I suspect the common reaction amongst you to the dearth of rides is at best very mild disappointment. It’s so easy to get on a bike and ride by oneself; you don’t have to do any work to arrange or coordinate it, you can leave at whatever time you want, and you can do whatever ride you want including changing your mind midride. Leading a ride does involve a time commitment at an appointed date and time. Why bother when it’s easy just to text a friend or two and see if they want to join your personal ride than it is to organize a ride for the club? I would like to say that it’s easy to find another ride at any of the non-LGBTQ clubs. But that is becoming harder too. Larger clubs such as the Valley Spokesmen and even Grizzly Peak Cyclists have diminishing ride calendars and they periodically plea for more ride leaders. So it’s not just us.

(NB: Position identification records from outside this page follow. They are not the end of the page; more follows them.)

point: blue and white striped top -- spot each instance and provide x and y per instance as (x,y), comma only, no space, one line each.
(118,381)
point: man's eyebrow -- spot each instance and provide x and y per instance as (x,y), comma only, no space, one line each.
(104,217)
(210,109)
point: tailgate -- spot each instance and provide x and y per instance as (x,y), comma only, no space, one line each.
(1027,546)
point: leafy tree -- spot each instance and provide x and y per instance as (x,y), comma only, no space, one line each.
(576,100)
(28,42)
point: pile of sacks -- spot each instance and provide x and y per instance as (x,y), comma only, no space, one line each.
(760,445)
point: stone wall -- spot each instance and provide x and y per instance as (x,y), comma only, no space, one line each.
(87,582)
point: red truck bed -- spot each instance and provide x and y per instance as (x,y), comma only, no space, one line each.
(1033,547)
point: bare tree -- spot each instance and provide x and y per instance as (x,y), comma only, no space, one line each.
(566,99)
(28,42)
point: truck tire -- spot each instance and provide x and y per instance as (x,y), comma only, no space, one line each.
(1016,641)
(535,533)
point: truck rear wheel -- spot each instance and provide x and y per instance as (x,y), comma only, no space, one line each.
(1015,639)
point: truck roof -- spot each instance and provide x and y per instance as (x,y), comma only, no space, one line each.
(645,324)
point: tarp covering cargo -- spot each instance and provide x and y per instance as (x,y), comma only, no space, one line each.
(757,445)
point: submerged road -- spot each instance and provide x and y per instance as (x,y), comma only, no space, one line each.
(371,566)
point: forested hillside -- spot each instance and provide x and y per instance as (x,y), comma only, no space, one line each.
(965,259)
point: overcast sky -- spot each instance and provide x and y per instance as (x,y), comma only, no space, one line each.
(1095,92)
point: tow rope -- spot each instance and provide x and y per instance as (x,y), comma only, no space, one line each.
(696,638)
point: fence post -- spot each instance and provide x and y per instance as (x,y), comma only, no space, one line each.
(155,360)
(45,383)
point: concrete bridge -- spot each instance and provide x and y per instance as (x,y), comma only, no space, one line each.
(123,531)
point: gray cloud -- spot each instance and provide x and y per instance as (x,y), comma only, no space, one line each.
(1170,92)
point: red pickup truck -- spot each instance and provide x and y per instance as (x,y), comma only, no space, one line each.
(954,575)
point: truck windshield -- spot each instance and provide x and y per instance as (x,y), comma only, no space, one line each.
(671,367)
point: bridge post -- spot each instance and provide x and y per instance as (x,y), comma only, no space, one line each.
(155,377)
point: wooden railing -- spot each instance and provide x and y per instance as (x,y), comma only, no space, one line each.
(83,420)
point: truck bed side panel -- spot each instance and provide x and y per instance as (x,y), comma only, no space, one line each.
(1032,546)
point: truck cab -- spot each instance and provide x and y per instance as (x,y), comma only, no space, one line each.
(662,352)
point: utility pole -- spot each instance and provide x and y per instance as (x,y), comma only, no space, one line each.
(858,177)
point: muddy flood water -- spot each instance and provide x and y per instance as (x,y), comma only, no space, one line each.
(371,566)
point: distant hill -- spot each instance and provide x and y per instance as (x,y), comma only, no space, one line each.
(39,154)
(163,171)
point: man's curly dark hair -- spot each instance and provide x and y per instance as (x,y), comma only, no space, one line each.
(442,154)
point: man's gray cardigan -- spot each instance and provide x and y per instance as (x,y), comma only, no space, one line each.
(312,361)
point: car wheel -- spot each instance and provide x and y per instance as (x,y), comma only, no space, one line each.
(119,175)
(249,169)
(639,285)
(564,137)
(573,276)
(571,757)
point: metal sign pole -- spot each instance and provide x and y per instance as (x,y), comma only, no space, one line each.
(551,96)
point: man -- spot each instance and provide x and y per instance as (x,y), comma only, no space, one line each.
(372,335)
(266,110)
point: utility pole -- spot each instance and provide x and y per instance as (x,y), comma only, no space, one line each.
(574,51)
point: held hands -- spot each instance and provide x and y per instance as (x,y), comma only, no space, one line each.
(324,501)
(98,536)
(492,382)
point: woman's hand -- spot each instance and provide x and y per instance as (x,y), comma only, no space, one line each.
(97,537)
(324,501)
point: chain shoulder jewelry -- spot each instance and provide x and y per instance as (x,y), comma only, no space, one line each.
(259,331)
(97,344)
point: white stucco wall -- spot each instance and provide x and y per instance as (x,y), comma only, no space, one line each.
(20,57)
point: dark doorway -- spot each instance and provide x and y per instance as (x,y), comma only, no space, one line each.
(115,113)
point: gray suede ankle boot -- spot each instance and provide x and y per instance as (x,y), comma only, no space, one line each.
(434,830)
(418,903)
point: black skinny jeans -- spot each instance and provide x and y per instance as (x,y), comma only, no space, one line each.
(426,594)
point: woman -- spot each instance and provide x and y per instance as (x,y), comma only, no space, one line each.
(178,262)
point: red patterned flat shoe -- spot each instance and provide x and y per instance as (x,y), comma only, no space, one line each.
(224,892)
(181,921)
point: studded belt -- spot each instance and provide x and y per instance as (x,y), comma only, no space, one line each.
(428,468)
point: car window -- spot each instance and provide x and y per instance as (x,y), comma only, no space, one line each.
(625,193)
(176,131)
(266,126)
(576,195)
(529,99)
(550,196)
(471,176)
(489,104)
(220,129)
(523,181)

The idea behind leading a club ride isn’t to put members through an ordeal. If that is your reaction, then don’t do it. In all the years I’ve ridden with Different Spokes leading rides has been about wanting to get together with your friends to ride. If that’s not enough to get you warm and fuzzy about leading a club ride, then don’t do it. You should feel eager to lead a club ride, jazzed about it and not repulsed. If that is not the reaction of most of the members, then it’s time to shutter the club. Don’t lead a club ride if you don’t feel like it. On the other hand, as a member you should feel that giving back to the club is something you want to do. Those who take should also give. Or have we forgotten the moral of the childhood story of Stone Soup?
At this juncture of the club, the real question is why members don’t want to lead rides because not wanting to do the most vital function of our club means there is something radically wrong. The culture of the club should be one of excitement, fun, and sharing. And sharing means sharing the “work” of making the club a continuing, viable organization. If there aren’t enough members who want to contribute to the club, then we will wither and vanish just as Different Spokes Seattle, Rainbow Cyclists in San Diego, and River City Cyclists in Sacramento all did.
Well, if you don’t care, then you don’t care. But I know some of you do and now is the time to act rather than sit back in the in the draft and let others plow into the wind. You know what cyclists say about wheelsuckers, don’t you? I’m flicking my elbow at you. Yes, you.